Among other posts, she has been director of a trauma and burn injury program at the National Institute of General Medical Sciences (NIGMS), Acting Director of the NICHD's National Center for Medical Rehabilitation Research, Acting Deputy Director of the NIH, Director of the NICHD Division of Extramural Research, and Deputy Director of the NICHD.

When Dr. Maddox sat down for this interview, she was preparing to retire after 29 years at the NIH, 19 of them at the NICHD. But before she could walk out the door, NIH Director Francis Collins, M.D., Ph.D., asked her to serve as Acting Director of the National Institute on Minority Health and Health Disparities (NIMHD).

This turn of events prompted NICHD Director Alan H. Guttmacher, M.D., to joke that the only thing that Dr. Maddox had ever failed at was retirement.

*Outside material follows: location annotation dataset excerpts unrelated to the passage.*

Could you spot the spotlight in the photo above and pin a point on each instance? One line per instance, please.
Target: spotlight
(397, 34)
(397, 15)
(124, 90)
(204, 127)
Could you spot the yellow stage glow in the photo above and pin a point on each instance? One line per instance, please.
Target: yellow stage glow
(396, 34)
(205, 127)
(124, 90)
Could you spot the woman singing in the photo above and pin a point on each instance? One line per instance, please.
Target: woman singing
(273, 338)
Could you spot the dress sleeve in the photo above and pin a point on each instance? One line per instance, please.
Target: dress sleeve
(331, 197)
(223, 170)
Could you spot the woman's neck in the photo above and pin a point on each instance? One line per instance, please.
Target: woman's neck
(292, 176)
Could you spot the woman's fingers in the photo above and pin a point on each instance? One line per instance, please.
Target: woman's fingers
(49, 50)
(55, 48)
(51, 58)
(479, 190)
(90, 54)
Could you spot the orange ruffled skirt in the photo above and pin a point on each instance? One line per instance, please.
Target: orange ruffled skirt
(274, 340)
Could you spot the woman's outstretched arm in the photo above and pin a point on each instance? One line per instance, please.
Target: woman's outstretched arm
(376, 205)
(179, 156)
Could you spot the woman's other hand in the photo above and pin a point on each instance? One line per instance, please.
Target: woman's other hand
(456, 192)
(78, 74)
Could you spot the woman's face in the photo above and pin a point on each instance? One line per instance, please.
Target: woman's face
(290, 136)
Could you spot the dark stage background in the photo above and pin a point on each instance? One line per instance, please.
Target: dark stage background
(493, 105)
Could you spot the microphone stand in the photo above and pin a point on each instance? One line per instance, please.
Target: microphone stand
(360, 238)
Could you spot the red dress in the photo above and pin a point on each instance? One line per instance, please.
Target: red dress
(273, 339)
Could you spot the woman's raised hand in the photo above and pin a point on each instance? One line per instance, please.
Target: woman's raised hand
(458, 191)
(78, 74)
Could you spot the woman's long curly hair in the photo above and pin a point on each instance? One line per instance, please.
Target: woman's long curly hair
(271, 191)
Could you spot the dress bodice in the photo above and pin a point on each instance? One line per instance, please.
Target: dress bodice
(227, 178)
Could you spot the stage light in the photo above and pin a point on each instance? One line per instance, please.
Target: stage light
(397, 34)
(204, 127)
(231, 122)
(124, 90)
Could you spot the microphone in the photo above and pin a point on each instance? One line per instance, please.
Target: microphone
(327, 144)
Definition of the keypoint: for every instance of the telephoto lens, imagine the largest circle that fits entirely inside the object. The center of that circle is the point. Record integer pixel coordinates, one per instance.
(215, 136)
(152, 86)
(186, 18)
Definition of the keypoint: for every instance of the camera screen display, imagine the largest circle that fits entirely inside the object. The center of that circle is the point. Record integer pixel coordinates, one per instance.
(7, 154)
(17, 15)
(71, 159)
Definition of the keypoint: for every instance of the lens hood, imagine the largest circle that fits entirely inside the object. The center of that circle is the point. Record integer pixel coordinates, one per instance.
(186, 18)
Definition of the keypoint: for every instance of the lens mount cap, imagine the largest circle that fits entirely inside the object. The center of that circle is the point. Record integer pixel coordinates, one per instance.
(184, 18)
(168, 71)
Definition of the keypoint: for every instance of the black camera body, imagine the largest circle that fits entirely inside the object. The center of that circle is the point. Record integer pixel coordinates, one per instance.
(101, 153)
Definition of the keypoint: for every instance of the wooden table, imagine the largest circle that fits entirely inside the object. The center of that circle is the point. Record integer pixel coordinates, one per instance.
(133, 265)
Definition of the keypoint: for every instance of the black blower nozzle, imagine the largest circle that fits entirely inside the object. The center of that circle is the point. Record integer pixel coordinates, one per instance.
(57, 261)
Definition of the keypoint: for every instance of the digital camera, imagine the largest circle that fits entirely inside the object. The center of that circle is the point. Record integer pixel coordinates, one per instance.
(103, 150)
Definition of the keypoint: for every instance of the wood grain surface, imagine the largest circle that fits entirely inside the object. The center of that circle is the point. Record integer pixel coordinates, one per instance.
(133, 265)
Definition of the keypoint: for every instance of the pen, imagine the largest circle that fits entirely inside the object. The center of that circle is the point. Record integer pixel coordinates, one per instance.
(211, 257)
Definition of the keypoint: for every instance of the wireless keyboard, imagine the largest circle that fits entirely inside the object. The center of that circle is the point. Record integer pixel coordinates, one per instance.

In this interview, Dr. Maddox talks about her family, her early scientific career as a laboratory technician, and her work wearing many hats at NIH.

Finding the Way to a Career in Science
Building an NIH Career
Milestones in Infant, Child, and Maternal Health
Creating an Impact on People's Lives
Life On and Off the Job

Finding the Way to a Career in Science

Q: Talk a little bit about your background. Where did you grow up?

Dr. Maddox: I came from a small rural town in New Kent County, Virginia, which is about 20 miles southeast of Richmond. It was definitely very rural. You can go 20 miles outside of Richmond and you're in "no-man's land," as we say, but I really always knew that I wanted to be in the sciences.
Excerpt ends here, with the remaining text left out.